Berberian, 30, will play in one of the four majors for the fourth straight year.
In 2015 he played in the U.S. Open at Chambers Bay near Seattle, in 2016 he competed in the PGA Championship at Baltusrol in New Jersey, and last summer he qualified for the PGA held at Quail Hollow in North Carolina.
Thursday morning, bright and early (7:55 a.m. Eastern time to be exact), Berberian will play in his third straight PGA, this one at Bellerive Country Club just outside St. Louis.
He qualified with a 12th-place finish at the annual PGA Professionals Championship in California in June. The top 20 finishers there join 136 touring pros at Bellerive, where Gary Player won the 1965 U.S. Open and Nick Price the '92 PGA. First prize will be close to $2 million.
Berberian got his first look at the 7,316-yard, par-70 brute on Monday and liked what he saw.
"The course is very fair, with a great mix of long and short holes," he said. "The greens are a little slower than expected right now but they should speed up for the tournament."
Missouri is suffering the same summer heat that we are in New England. The PGA will switch to a May date starting next year, a welcome relief to most players.
"The weather is very warm and with the rain and wet ground it feels like a sauna out there," said Berberian.
He wore shorts, like several other players, during his practice rounds.
Berberian, who lives in Hooksett, N.H., with his wife Morgan, took the Vesper job in April of last year.
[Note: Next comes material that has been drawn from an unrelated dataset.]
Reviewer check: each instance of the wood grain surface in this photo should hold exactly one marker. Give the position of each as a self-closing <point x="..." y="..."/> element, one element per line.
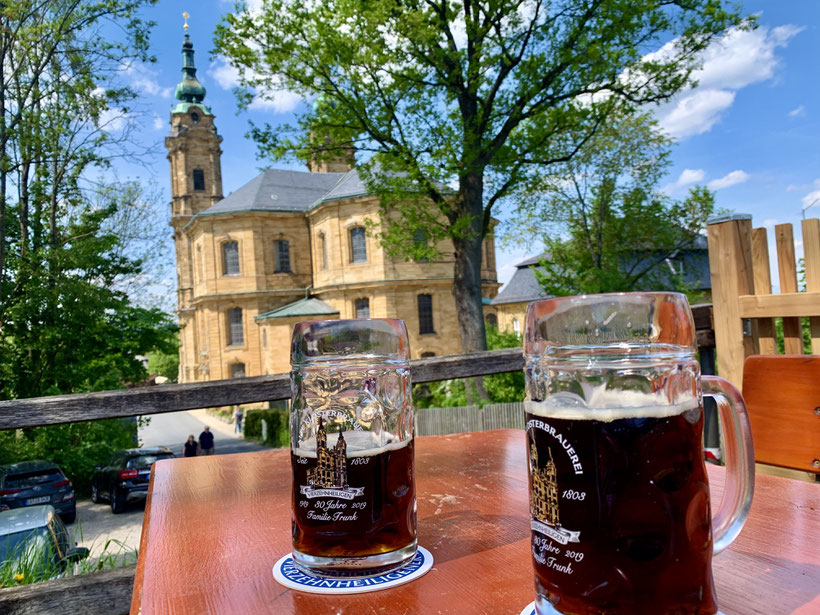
<point x="215" y="526"/>
<point x="783" y="401"/>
Prior to that he was head pro at Windham CC and Hoodkroft in Derry, N.H., where his father, Richard Sr., had been head professional for more than 30 years and where Rich learned the game as a youngster.
He isn't focused on the $2 million first prize, of course, just on possibly making the cut, which is the holy grail for the club pros each year.
"The competition is all you could hope for with Tiger in the field and the rest of the best players in the world here," said Berberian. "But the only player I need to keep an eye on is myself. My game operates on a day-to-day -- and even a hole-to-hole -- basis."
He's hoping the day-to-day includes Saturday and Sunday.